Roberts was born on 31 July 1959. He was educated at Winchester College, then an all-boys independent boarding school in Winchester, Hampshire. He studied English literature at King's College, Cambridge, graduating with a Bachelor of Arts (BA) degree: as per tradition, his BA was promoted to a Master of Arts (MA Cantab) degree.

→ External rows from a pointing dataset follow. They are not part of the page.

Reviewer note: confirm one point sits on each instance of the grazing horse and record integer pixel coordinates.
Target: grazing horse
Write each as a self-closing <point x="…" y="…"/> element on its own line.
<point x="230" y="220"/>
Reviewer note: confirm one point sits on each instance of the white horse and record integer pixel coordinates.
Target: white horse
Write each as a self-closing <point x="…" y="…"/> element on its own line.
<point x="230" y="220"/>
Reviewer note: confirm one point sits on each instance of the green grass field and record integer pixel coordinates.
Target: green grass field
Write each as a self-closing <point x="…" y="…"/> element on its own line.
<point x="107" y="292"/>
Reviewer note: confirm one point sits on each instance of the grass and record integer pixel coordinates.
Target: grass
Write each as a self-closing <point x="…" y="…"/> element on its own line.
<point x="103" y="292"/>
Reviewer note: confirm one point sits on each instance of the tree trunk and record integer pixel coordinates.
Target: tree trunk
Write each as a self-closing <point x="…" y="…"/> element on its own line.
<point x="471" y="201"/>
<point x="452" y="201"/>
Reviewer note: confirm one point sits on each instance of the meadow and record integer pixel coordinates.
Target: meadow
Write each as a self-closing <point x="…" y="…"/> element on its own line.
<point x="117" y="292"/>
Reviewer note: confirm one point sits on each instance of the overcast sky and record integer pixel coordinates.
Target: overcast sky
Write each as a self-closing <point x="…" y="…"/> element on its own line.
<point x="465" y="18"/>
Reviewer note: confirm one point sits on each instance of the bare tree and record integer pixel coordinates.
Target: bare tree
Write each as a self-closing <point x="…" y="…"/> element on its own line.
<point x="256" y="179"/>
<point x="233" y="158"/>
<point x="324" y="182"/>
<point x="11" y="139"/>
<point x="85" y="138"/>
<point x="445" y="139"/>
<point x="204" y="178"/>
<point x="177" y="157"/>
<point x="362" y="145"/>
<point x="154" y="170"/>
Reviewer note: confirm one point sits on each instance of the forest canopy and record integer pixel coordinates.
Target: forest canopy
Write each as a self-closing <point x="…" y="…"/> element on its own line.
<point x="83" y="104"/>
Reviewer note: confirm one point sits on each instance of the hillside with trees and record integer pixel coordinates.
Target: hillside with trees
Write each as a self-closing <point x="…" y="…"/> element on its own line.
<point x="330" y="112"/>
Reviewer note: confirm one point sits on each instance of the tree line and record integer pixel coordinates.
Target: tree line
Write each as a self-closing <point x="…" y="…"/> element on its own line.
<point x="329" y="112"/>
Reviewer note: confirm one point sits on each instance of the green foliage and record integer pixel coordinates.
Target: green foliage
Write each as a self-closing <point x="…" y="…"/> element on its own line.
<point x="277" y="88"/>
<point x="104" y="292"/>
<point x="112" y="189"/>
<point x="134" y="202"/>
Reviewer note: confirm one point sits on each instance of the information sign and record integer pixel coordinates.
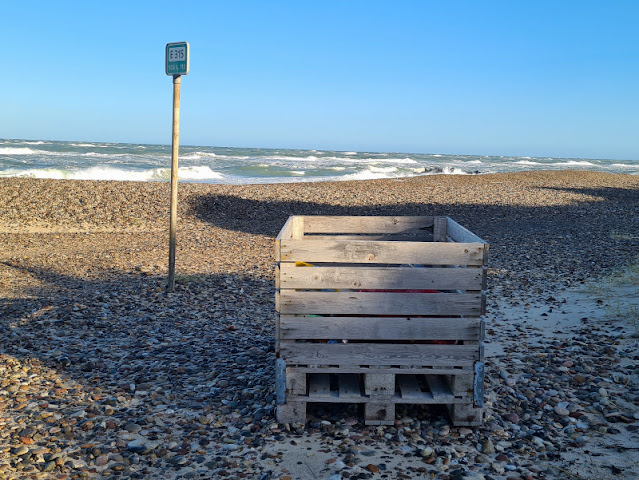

He then studied at The Courtauld Institute of Art, completing a Master of Philosophy (MPhil) degree in 1982.

He previously served as British Ambassador to Lithuania, from 2004 to 2008, Commissioner of the British Indian Ocean Territory and the British Antarctic Territory from 2008 to 2012 and Director of the FCO Eastern Europe and Central Asia Directorate from 2012 to 2014. Roberts also held diplomatic service posts in Japan and France.

In April 2010, Roberts, acting on the instructions of David Miliband—established a marine nature reserve around the Chagos Islands known as the Chagos Marine Protected Area. The designation proved controversial as the decision was announced during a period when the UK Parliament was in recess. Later, in 2015, the Permanent Court of Arbitration held that the establishment of the marine protected area was illegal under the United Nations Convention on the Law of the Sea, as Mauritius had legally binding rights to fish in the waters surrounding the Chagos Archipelago, plus other rights.<

In December 2012 it was announced that Roberts had been appointed Governor of the Falkland Islands and Commissioner for South Georgia and the South Sandwich Islands, to take up office in April 2014. Alicia Castro, Argentina's ambassador to the United Kingdom, criticised Roberts's appointment as a "provocation" and said he was "not the person to encourage dialogue between nations".

In June 2017 the Foreign and Commonwealth Office announced that Roberts would be leaving the Falklands, to be replaced as Governor and Commissioner by Nigel Phillips in September 2017.